Dans le langage symbolique, l’ombre n’est pas l’ennemie de la lumière. Elle en est la conséquence directe. Là où il y a de la lumière, il y a nécessairement une ombre. Autrement dit, plus la lumière intérieure est forte, plus l’ombre projetée peut sembler imposante.
L’ombre n’est pas le mal.
Nous avons longtemps appris à nous méfier de nos zones d’ombre, à les cacher, à les corriger, parfois à les combattre. Pourtant, l’ombre n’est pas faite uniquement de peurs, de colères ou de blessures. Elle contient aussi :
- des élans refoulés,
- des talents non exprimés,
- une puissance contenue,
- des désirs jugés illégitimes,
- une liberté encore inexplorée.
Ce qui est relégué dans l’ombre ne disparaît pas. Cela attend. Et souvent, cela grandit.
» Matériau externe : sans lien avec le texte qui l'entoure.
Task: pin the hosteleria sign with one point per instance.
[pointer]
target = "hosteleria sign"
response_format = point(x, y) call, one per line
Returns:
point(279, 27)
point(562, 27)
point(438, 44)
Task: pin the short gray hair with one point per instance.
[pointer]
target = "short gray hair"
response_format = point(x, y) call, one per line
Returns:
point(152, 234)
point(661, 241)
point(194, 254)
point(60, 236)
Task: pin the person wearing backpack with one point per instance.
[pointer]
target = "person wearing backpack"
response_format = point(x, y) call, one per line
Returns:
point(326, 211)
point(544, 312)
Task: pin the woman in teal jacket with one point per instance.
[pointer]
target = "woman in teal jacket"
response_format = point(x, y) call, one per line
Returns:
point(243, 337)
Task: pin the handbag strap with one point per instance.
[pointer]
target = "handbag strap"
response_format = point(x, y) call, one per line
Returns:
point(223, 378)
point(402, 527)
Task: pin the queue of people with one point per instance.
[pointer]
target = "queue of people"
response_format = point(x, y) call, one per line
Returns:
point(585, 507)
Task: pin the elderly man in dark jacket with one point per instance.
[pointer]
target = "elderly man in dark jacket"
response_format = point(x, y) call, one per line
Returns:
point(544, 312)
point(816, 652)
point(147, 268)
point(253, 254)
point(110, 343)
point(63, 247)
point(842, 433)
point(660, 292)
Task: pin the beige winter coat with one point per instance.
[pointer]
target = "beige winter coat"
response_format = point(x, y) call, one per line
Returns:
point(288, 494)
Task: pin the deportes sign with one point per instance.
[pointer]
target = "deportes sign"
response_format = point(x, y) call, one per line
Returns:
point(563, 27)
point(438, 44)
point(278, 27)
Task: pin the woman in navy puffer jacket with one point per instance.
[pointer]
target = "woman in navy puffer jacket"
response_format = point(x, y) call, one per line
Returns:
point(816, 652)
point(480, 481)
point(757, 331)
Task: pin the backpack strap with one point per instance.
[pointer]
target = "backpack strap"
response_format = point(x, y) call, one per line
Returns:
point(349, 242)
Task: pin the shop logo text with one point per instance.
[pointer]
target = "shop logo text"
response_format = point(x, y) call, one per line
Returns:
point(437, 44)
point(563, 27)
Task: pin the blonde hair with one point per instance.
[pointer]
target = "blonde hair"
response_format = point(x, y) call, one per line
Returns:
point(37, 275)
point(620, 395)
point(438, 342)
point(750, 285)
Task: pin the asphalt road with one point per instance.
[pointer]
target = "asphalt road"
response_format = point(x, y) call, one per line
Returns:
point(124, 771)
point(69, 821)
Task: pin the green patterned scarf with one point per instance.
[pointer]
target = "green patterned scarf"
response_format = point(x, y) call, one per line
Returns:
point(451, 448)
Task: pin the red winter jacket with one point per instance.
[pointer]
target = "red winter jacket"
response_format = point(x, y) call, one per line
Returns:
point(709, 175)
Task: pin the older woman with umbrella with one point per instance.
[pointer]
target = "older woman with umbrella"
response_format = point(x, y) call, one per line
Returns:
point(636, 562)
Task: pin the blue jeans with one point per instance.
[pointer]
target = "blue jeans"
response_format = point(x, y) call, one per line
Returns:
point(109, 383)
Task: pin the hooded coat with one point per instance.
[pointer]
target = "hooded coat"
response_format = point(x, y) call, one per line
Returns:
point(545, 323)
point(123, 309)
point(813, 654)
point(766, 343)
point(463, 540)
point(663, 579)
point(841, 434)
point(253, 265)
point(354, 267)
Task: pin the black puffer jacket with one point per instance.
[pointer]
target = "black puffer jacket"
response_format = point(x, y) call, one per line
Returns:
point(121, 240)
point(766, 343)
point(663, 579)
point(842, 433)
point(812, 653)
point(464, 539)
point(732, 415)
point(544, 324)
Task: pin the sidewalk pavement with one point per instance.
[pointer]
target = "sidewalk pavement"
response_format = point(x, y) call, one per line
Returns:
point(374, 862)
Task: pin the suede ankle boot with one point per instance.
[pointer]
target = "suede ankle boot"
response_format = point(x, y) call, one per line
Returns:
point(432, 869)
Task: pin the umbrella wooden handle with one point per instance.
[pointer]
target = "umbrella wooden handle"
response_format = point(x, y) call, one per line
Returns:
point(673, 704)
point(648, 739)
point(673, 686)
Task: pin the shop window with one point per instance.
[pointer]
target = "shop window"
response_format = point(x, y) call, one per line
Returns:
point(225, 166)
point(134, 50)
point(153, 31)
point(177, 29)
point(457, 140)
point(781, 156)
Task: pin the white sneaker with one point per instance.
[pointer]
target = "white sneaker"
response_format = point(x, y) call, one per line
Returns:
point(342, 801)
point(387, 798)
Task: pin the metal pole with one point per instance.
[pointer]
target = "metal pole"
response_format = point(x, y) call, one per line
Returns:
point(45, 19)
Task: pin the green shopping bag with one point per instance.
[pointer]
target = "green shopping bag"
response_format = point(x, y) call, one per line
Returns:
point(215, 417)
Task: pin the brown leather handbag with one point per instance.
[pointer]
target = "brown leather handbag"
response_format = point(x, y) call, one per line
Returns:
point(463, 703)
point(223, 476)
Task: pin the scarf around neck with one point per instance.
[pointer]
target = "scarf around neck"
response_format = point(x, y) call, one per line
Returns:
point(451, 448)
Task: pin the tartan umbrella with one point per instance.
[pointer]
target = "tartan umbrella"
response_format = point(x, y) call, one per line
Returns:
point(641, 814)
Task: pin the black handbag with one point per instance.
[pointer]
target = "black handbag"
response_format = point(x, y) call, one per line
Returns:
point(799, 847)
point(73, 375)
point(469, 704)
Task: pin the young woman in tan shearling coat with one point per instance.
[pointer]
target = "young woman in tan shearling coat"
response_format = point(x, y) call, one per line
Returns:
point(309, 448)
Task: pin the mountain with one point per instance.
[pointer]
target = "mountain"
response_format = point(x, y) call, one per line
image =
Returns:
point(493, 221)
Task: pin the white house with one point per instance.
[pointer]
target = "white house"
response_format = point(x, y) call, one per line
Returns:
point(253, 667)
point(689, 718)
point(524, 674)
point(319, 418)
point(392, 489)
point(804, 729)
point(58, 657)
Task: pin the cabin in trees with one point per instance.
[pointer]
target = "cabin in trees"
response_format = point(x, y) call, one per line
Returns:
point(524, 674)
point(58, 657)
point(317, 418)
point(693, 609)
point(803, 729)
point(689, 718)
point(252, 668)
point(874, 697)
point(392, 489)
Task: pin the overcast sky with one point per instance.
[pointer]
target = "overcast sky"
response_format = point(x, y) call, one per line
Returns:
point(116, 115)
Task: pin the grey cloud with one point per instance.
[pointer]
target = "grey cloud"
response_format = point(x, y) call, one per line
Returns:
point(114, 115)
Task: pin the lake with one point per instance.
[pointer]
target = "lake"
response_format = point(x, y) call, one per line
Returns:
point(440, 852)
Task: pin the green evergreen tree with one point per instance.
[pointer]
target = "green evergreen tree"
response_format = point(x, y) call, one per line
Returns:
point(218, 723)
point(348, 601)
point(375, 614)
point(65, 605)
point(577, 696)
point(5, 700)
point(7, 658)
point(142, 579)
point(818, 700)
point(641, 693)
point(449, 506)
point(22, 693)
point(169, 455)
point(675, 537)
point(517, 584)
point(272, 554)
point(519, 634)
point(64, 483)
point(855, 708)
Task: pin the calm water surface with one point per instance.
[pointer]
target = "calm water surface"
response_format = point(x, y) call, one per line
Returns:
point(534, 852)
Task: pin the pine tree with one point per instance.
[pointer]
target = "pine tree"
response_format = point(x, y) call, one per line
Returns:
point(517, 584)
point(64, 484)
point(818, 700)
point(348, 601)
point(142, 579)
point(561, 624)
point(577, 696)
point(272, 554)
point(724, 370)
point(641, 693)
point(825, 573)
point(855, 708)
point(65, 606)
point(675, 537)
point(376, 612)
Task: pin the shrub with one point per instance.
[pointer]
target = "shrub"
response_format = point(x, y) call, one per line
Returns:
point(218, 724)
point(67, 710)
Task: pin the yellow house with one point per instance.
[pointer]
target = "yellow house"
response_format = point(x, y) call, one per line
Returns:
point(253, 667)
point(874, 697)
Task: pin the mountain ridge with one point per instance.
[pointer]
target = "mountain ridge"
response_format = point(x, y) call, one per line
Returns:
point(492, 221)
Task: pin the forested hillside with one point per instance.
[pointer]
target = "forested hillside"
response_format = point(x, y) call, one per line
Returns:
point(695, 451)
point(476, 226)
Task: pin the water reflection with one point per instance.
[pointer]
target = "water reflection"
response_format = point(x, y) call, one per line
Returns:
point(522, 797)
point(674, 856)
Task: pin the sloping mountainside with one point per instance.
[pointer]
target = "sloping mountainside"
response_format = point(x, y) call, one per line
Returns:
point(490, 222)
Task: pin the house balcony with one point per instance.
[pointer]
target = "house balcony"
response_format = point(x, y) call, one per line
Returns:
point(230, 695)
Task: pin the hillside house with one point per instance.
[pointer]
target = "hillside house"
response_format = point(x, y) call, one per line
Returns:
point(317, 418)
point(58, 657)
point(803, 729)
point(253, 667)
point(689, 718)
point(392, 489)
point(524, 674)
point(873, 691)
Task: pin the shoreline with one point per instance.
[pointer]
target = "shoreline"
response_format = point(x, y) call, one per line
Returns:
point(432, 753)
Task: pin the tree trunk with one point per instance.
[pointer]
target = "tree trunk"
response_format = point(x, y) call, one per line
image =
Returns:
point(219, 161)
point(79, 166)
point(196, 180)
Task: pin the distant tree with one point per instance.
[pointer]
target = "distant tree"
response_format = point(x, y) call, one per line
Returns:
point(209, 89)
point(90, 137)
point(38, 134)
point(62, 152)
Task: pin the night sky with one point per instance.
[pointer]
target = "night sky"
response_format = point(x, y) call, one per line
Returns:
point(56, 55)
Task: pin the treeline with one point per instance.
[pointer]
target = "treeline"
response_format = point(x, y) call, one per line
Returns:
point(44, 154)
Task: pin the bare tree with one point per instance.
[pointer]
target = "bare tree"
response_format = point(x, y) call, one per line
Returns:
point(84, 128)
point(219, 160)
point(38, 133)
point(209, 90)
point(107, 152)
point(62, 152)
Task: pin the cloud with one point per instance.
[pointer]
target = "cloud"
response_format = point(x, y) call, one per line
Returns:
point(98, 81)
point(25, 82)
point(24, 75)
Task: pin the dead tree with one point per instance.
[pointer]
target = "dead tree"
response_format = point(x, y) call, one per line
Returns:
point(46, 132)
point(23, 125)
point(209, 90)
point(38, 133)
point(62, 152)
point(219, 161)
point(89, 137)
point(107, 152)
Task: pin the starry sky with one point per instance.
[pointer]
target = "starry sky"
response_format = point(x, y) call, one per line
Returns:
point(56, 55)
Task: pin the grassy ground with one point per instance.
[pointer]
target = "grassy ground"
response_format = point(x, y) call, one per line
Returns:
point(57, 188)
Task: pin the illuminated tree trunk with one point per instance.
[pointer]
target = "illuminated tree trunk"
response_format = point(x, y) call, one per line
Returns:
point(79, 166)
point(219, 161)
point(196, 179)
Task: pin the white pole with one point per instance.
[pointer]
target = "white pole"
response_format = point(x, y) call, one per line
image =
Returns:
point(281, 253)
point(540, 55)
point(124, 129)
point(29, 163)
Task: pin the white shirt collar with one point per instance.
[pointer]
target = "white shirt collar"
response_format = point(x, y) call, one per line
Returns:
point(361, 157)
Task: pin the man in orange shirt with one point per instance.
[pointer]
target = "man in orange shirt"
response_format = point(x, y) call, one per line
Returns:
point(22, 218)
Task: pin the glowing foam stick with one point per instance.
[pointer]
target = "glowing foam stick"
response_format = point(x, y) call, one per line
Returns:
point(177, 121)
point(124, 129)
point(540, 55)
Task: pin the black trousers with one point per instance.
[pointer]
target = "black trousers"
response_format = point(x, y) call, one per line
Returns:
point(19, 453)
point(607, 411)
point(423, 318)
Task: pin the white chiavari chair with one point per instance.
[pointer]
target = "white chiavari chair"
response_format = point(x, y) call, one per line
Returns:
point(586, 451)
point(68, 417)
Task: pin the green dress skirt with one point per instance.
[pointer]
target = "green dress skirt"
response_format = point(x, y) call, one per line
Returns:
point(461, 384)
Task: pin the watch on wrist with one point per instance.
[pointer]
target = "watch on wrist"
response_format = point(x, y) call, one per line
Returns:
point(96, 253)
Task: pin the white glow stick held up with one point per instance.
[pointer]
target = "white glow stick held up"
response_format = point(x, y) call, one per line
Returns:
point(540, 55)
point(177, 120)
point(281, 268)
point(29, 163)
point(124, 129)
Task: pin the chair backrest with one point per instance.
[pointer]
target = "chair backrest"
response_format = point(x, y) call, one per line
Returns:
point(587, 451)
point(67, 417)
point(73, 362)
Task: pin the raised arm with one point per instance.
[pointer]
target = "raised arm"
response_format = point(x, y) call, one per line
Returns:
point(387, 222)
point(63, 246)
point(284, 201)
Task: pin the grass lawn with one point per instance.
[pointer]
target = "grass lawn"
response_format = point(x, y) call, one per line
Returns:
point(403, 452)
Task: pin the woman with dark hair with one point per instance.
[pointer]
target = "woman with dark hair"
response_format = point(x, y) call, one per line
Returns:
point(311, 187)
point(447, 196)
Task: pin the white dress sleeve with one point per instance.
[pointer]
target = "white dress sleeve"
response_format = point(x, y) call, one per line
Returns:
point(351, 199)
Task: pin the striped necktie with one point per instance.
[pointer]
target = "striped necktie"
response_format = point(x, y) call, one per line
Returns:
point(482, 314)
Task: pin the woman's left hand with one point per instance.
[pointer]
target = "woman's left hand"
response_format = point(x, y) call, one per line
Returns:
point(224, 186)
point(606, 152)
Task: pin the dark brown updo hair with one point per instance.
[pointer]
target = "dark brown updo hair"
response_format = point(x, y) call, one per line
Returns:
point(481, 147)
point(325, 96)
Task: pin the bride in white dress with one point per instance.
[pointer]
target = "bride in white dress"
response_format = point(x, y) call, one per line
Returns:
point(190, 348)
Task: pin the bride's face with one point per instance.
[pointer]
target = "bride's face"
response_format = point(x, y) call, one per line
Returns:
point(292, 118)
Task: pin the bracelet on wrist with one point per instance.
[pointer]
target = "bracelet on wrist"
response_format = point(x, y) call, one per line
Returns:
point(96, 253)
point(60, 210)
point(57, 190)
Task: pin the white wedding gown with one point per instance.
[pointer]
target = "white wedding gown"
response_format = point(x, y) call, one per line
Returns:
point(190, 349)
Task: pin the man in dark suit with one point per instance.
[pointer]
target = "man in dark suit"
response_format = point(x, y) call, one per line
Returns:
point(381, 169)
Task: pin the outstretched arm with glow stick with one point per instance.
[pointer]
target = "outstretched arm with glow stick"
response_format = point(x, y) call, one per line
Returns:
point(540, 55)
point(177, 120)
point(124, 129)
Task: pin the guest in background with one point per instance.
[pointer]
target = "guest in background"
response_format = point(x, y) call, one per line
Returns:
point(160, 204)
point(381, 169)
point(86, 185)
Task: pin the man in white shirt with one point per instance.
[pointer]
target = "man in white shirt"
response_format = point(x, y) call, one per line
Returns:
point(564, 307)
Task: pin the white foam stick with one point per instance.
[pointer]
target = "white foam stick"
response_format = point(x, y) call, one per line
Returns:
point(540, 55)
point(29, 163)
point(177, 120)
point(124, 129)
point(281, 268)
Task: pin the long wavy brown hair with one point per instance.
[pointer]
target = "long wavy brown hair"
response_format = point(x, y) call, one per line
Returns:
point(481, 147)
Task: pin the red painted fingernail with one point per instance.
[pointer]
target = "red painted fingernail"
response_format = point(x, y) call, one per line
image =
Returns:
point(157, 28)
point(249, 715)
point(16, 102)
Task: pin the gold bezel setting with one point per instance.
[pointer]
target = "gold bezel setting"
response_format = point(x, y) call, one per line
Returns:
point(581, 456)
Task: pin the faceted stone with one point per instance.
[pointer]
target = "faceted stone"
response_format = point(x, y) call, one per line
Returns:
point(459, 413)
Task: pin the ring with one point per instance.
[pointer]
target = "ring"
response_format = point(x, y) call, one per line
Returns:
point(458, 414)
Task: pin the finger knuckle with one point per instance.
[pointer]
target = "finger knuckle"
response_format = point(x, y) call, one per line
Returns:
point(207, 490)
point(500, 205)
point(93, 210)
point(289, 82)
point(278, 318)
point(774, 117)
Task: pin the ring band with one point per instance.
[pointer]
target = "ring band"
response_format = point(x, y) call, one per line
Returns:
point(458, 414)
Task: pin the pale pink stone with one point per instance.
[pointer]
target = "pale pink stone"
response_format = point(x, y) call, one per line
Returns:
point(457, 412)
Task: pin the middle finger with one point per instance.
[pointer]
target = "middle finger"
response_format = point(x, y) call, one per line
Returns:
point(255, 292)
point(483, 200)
Pourquoi l’ombre paraît-elle plus grande que nous ?
Parce que nous nous définissons fréquemment par une version réduite de nous-mêmes. Nous apprenons à être acceptables avant d’être vrais. Nous devenons lisibles, cohérents, rassurants. Pendant ce temps, tout ce qui déborde, tout ce qui ne rentre pas dans le cadre, se projette ailleurs.
L’ombre devient alors le réceptacle de notre potentiel non autorisé.
Elle paraît immense non parce qu’elle nous domine, mais parce que nous avons rapetissé notre image consciente.
Intégrer l’ombre, c’est récupérer de l’énergie.
Chaque part de soi rejetée demande de l’énergie pour être maintenue à distance. Intégrer l’ombre ne signifie pas tout exprimer sans discernement, mais reconnaître ce qui est déjà là.
Lorsque l’ombre est regardée avec lucidité et responsabilité :
- la peur se transforme en discernement,
- la colère en puissance d’action,
- la sensibilité en intelligence fine,
- le doute en humilité créatrice.
L’ombre cesse alors d’être une menace. Elle devient une réserve.
De l’ombre à la verticalité.
L’ombre est longue lorsque le soleil est bas. Plus on se rapproche du zénith, plus elle se raccourcit. Cela ne veut pas dire qu’elle disparaît, mais qu’elle se réintègre à la forme.
Grandir, intérieurement, ce n’est pas éliminer l’ombre.
C’est se tenir suffisamment droit pour ne plus en être effrayé.
Ainsi, lorsque l’homme assume sa pleine stature, l’ombre cesse d’être plus grande que lui. Elle devient son ancrage, sa profondeur, sa densité.
L’ombre n’est pas ce qui nous empêche d’avancer.
Elle est souvent ce qui nous indique où se trouve notre vraie grandeur.